I never used cryptocurrency, but wanted to try it so I went around the web to try and learn. Here’s what I don’t understand:
It seems in every case in order to initially buy cryptocurrency I have to give personal information, birthday, name, address, telephone…just like if I were to apply for a credit card. And I have to give it to a company that I never heard of, that I probably trust less then my bank, my ISP, or Paypal.
So what’s the privacy about? It hides my personal info from a seller I’m buying from? Is that all? I guess I can see it if I’m buying something with Tor and a seller doesn’t give full disclosure themselves, guess I’d feel safer…maybe. But using cryptocurrency on the “regular” Internet for an “routine” purchase. What’s the point?
you absolutely don’t have to give information to get cryptocurrency. you can mine it yourself, be compensated by a hash renting service for it, do odd jobs in exchange for it, or buy a prepaid phone with cash and use it to interface with a physical ATM
also, few if any cryptocurrencies are untraceable or fully anonymous (fungible) in the first place, that’s mostly a marketing wank narrative promoted by scam artists in the space. Public key cryptography works by virtue of being uniquely identifying, and proof-of-work chains are 100% transparent without another layer used for obfuscation of transactions.
The “actual advantage” of using some cryptocurrencies (outside of bitcoin you’re essentially just rolling dice on multi-level-marketing) is that no one can seize your funds or stop you from making transactions, and, if you live in a place suffering from hyperinflation or capital outflow controls, allows you to store value much better than native means would normally allow.
If those two things aren’t something you need, and you can’t think of any other reasons you might need cryptocurrency, then don’t buy it. That simple.
I get like 20% of what your saying and I’m sure you’re correct and breaking it down as best possible.
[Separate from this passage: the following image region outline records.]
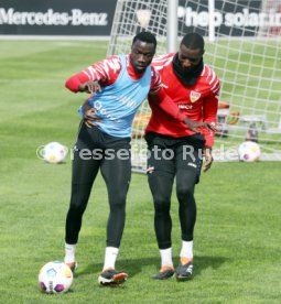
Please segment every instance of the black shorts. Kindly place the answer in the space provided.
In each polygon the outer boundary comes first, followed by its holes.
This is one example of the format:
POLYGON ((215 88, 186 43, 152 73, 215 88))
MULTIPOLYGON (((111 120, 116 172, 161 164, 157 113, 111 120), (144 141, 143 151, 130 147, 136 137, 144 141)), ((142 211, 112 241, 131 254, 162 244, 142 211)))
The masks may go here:
POLYGON ((179 171, 188 171, 199 181, 205 139, 201 133, 171 138, 153 132, 145 134, 148 143, 148 174, 173 178, 179 171))

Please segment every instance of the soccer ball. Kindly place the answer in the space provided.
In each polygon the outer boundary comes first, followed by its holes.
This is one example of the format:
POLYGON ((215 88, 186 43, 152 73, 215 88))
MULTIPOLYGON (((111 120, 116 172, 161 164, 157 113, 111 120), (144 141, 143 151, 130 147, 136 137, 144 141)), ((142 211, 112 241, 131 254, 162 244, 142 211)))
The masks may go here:
POLYGON ((60 261, 44 264, 39 273, 39 286, 45 293, 67 292, 73 283, 69 267, 60 261))
POLYGON ((67 148, 60 142, 53 141, 47 143, 42 150, 42 156, 47 163, 61 163, 67 154, 67 148))
POLYGON ((260 146, 253 141, 245 141, 238 148, 238 156, 242 162, 256 162, 260 154, 260 146))

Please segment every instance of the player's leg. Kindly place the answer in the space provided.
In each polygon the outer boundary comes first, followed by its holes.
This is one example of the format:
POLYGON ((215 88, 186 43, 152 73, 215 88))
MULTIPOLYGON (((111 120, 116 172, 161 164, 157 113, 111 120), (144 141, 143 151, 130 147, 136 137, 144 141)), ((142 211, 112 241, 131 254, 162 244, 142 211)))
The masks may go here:
POLYGON ((98 279, 102 285, 120 284, 128 278, 127 273, 115 269, 125 228, 126 199, 131 180, 130 144, 125 140, 118 145, 121 148, 116 148, 115 144, 114 150, 107 150, 108 153, 100 166, 109 199, 105 263, 98 279))
MULTIPOLYGON (((85 134, 82 128, 79 135, 85 134)), ((71 203, 65 224, 65 258, 64 261, 75 269, 75 250, 82 227, 83 214, 86 209, 93 182, 98 173, 100 160, 94 160, 89 145, 80 139, 73 150, 72 192, 71 203), (85 152, 85 149, 89 153, 85 152)))
POLYGON ((154 231, 161 256, 161 270, 152 278, 165 280, 174 274, 172 261, 171 195, 174 180, 173 153, 149 144, 148 181, 154 205, 154 231))
POLYGON ((196 222, 194 189, 202 167, 199 149, 203 143, 204 141, 199 141, 198 144, 190 145, 187 150, 186 145, 180 146, 176 153, 176 196, 182 230, 182 249, 176 270, 179 280, 190 279, 193 271, 193 234, 196 222))

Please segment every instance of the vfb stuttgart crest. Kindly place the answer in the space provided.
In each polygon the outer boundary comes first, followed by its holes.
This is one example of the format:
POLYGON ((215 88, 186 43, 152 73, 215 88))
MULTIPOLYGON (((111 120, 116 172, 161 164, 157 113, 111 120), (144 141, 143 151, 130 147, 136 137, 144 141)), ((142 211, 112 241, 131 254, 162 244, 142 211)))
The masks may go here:
POLYGON ((201 98, 201 94, 198 91, 192 90, 190 94, 190 99, 192 102, 197 101, 201 98))

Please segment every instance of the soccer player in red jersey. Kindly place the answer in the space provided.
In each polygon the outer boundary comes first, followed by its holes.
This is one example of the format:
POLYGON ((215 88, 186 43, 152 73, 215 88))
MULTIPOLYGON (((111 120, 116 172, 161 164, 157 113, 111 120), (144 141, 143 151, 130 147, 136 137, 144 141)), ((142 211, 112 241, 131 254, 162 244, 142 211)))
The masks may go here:
MULTIPOLYGON (((196 33, 186 34, 177 53, 154 58, 164 91, 183 113, 195 121, 216 124, 220 82, 214 70, 203 62, 204 39, 196 33)), ((181 121, 170 119, 149 97, 152 116, 145 129, 148 180, 154 202, 154 230, 161 256, 160 272, 153 279, 165 280, 174 275, 185 281, 193 274, 193 237, 196 221, 194 188, 203 170, 209 170, 213 156, 214 130, 194 132, 181 121), (182 231, 180 263, 174 270, 172 261, 172 219, 170 216, 173 183, 176 183, 179 217, 182 231)))
POLYGON ((115 269, 125 228, 126 197, 131 177, 131 123, 141 102, 151 96, 169 119, 183 123, 182 128, 209 128, 195 122, 172 104, 165 94, 159 73, 150 66, 156 40, 149 32, 134 36, 131 53, 104 59, 72 76, 66 87, 74 91, 93 93, 87 100, 86 118, 80 123, 74 148, 71 204, 66 216, 64 261, 74 270, 75 250, 93 183, 100 170, 109 200, 107 247, 99 283, 123 283, 128 276, 115 269), (91 113, 95 111, 95 115, 91 113), (93 122, 94 120, 94 122, 93 122), (89 128, 91 127, 91 128, 89 128))

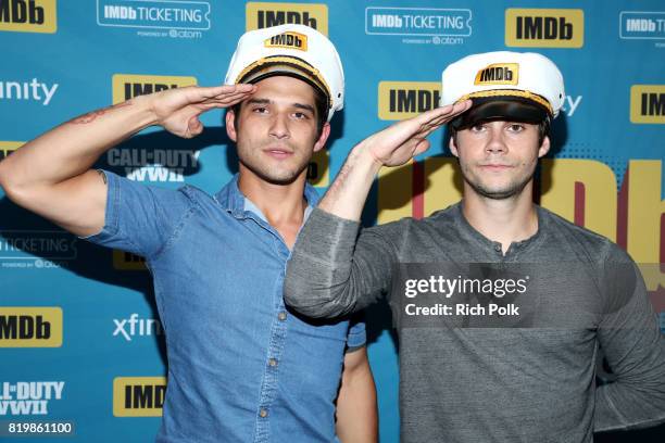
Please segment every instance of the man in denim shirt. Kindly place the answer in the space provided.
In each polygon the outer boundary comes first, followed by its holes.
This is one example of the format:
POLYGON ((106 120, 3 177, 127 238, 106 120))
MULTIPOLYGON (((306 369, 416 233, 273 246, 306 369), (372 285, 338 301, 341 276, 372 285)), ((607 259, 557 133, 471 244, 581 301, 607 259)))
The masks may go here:
POLYGON ((65 123, 2 162, 0 185, 65 229, 146 257, 168 352, 158 441, 376 441, 364 325, 308 322, 281 292, 317 201, 306 165, 342 107, 339 56, 305 26, 255 30, 240 39, 226 84, 137 97, 65 123), (90 169, 148 126, 190 138, 203 130, 202 112, 229 106, 239 174, 214 197, 90 169))

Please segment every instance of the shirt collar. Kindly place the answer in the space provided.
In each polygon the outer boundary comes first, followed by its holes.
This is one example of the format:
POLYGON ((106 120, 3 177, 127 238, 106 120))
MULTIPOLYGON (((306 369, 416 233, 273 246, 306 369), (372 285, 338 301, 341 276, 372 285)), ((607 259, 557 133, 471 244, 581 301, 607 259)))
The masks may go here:
MULTIPOLYGON (((316 206, 319 197, 314 187, 306 181, 303 194, 308 201, 306 216, 312 211, 311 207, 316 206)), ((215 200, 236 218, 244 218, 246 212, 251 211, 265 219, 261 211, 240 192, 238 174, 234 175, 230 181, 215 194, 215 200)))

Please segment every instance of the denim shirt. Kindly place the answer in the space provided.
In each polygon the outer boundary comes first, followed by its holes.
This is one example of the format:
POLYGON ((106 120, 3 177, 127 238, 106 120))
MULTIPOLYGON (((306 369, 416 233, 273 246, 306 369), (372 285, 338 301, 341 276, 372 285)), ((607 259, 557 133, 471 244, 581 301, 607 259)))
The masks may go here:
MULTIPOLYGON (((87 240, 142 255, 152 273, 168 354, 156 441, 338 441, 344 350, 364 344, 364 325, 285 307, 290 251, 237 176, 211 197, 105 174, 105 226, 87 240)), ((304 195, 311 211, 316 192, 304 195)))

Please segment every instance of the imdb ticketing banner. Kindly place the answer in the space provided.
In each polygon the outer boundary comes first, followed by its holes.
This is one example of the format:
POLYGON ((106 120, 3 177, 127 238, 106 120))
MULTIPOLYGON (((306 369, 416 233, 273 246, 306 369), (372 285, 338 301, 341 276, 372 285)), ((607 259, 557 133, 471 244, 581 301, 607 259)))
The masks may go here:
MULTIPOLYGON (((364 137, 438 106, 449 63, 494 50, 552 59, 566 89, 551 153, 541 162, 538 201, 640 264, 665 332, 660 0, 0 0, 0 161, 90 111, 218 85, 243 31, 285 23, 328 36, 343 63, 344 109, 306 172, 321 193, 364 137)), ((497 61, 477 81, 506 84, 517 73, 510 61, 497 61)), ((95 167, 143 186, 215 193, 237 172, 237 155, 221 110, 201 122, 204 132, 187 140, 147 128, 95 167)), ((369 223, 424 217, 460 200, 461 175, 444 134, 434 132, 429 151, 413 162, 380 172, 367 202, 369 223)), ((68 422, 75 430, 68 438, 80 442, 154 439, 168 395, 170 329, 159 317, 149 269, 143 257, 91 245, 0 190, 0 422, 68 422)), ((369 309, 367 321, 390 325, 385 312, 369 309)), ((380 439, 397 443, 396 344, 388 329, 369 330, 380 439)))

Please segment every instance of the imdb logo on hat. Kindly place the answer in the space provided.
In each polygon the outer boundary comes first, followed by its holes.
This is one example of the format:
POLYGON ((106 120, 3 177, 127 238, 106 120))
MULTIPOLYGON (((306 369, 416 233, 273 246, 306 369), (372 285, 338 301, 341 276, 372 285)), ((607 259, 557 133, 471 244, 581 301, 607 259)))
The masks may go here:
POLYGON ((113 379, 113 416, 161 417, 165 395, 164 377, 116 377, 113 379))
POLYGON ((505 46, 519 48, 581 48, 585 12, 575 9, 505 10, 505 46))
POLYGON ((146 96, 166 89, 196 86, 197 78, 166 75, 114 74, 111 84, 113 88, 113 104, 117 104, 138 96, 146 96))
POLYGON ((396 121, 413 117, 439 105, 439 81, 380 81, 378 117, 396 121))
POLYGON ((630 122, 665 124, 665 85, 632 85, 630 122))
POLYGON ((317 3, 267 3, 250 1, 246 7, 246 30, 278 25, 306 25, 328 35, 328 5, 317 3))
POLYGON ((0 30, 54 34, 55 0, 0 0, 0 30))

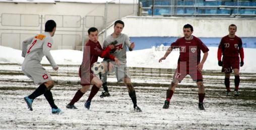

I mean I started looking at what “mining” is and my smoke started coming out my ears. I need to do more reading on this and then maybe I’ll come back with questions. Thanks for getting me started on this…
I found the Etherium Whitepaper to be a good introduction into how cryptocurrencies work. Most of the introduced concepts translate to other currencies as well, including Bitcoin.
that’s one of the worst starting places for learning, actually. Ethereum is incredibly anachronistic and the whitepaper badly explains or perverts the meaning of a lot of core concepts.
White papers in general are essentially just advertising these days.
Like I said though, it probably “cleared them up” wrong. That whitepaper is incredibly self serving in that regard. It is not a good source of information, except for academic source mining.